Succimer is indicated for the treatment of lead poisoning in children with blood level measured above 45 μg/dL. The use of dimercaptosuccinic acid is not approved for prevention of lead poisoning in anticipation of exposure in known lead-contaminated environments. Dimercaptosuccinic acid can cross the blood–brain barrier of mice, but it is not known if this is also the case in humans. Even if dimercaptosuccinic acid cannot reverse the damages done to the central nervous system, it might prevent further deterioration.

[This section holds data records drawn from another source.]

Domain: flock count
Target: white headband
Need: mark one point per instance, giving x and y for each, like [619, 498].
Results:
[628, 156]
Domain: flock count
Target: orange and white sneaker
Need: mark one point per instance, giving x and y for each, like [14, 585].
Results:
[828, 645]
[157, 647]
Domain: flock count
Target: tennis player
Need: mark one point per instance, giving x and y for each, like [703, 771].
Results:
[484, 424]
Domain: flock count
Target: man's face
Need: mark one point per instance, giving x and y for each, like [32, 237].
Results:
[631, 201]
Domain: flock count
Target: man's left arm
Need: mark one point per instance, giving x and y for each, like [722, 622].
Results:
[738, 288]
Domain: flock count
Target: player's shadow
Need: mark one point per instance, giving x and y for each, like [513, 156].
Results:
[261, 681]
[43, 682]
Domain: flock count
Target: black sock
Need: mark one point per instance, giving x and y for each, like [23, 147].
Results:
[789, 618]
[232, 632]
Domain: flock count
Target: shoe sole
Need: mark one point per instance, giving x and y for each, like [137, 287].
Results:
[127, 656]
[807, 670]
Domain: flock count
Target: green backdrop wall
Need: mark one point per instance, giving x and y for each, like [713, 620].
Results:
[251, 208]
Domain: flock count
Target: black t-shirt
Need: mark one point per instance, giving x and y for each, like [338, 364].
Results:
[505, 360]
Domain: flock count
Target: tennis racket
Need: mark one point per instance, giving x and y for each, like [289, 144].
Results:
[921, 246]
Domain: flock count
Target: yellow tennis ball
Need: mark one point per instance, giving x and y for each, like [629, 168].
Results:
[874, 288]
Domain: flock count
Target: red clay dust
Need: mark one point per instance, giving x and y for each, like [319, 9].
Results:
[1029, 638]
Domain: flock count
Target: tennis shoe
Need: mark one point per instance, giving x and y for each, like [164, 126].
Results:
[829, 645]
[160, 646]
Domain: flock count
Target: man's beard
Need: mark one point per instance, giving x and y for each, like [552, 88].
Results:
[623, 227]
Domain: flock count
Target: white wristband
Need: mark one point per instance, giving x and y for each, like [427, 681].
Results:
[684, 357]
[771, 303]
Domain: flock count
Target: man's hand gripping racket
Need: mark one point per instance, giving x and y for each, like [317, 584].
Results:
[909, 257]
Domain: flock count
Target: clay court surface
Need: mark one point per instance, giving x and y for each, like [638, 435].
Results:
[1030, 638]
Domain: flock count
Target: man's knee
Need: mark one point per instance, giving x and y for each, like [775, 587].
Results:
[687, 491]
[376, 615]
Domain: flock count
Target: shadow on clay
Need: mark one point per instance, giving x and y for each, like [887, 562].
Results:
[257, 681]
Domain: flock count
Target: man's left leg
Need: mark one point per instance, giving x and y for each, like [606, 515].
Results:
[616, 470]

Succimer facilitates urinary excretion of lead, and with sufficiently aggressive treatment, can reduce lead content in the brain. It also increases urinary excretion of copper and zinc. Dimercaptosuccinic acid improved cognitive function in rats that had been exposed to lead, but reduced cognitive function in rats that had not been exposed to lead.

==Chemistry==
Succimer is an isomer of 2,3-dimercaptosuccinic acid. 2,3-dimercaptosuccinic acid is the organosulfur compound with the formula HO_{2}CCH(SH)CH(SH)CO_{2}H. This colorless solid contains two carboxylic acid and two thiol groups, the latter being responsible for its mildly unpleasant odour. It occurs in two diastereomers, meso and the chiral dl forms.

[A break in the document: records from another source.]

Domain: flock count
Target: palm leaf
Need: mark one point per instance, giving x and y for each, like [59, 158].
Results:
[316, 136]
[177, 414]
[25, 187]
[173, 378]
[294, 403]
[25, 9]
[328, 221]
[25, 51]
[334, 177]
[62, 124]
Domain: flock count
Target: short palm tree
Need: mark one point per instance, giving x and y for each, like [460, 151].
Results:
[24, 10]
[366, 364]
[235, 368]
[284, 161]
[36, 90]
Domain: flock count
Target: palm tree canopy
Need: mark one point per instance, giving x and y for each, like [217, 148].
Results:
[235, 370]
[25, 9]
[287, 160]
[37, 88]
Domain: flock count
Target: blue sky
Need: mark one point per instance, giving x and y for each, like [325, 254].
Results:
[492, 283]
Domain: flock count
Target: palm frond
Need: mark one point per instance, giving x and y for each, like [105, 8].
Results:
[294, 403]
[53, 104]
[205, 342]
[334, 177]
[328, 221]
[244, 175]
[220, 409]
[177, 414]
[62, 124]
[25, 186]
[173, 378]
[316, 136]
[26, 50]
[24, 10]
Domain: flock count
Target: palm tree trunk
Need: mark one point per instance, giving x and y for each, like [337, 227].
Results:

The 2,3-dimercaptosuccinic acid molecule has two stereocentres (two asymmetric carbon atoms), and can exist as three different stereoisomers. The 2S,3S and 2R,3R isomers are a pair of enantiomers, whereas the 2R,3S isomer (succimer) is a meso compound and thus optically inactive.

| (2R,3R)-2,3-dimercaptosuccinic acid | (2R,3S)-2,3-dimercaptosuccinic acid (meso-2,3-dimercaptosuccinic acid) | (2S,3S)-2,3-dimercaptosuccinic acid |

==Preparation and reactivity==
Dimercaptosuccinic acid may be prepared by reacting acetylenedicarboxylic acid with sodium thiosulfate or thioacetic acid followed by hydrolysis. The dimethyl ester is also known.

Meso 2,3-dimercaptosuccinic acid binds to "soft" heavy metals such as Hg^{2+} and Pb^{2+}, mobilizing these ions for excretion. It binds to metal cations through the thiol groups, which ionize upon complexation.

==History==
Dimercaptosuccinic acid was first synthesized by V. L. Nirenburg in the Urals Polytechnic Institute, commissioned by one of the electrical enterprises of Sverdlovsk, Russia, which consumed many tons of mercury and was looking for a medicine to prevent poisoning of personnel. In 1957, Chinese scientists found that dimercaptosuccinic acid can effectively treat antimony poisoning due to overdose of tartar emetic. Pronounced protective effect in animal poisoning with arsenic and mercury was first shown by I. E. Okonishnikova in 1962. In 1984, the now-defunct Bock Pharmaceutical Company requested the FDA grant approval for orphan drug status under the brand name Chemet and the FDA approved of this in 1991. It provided exclusivity until 1998 which was conveyed to the successor Sanofi in 1996.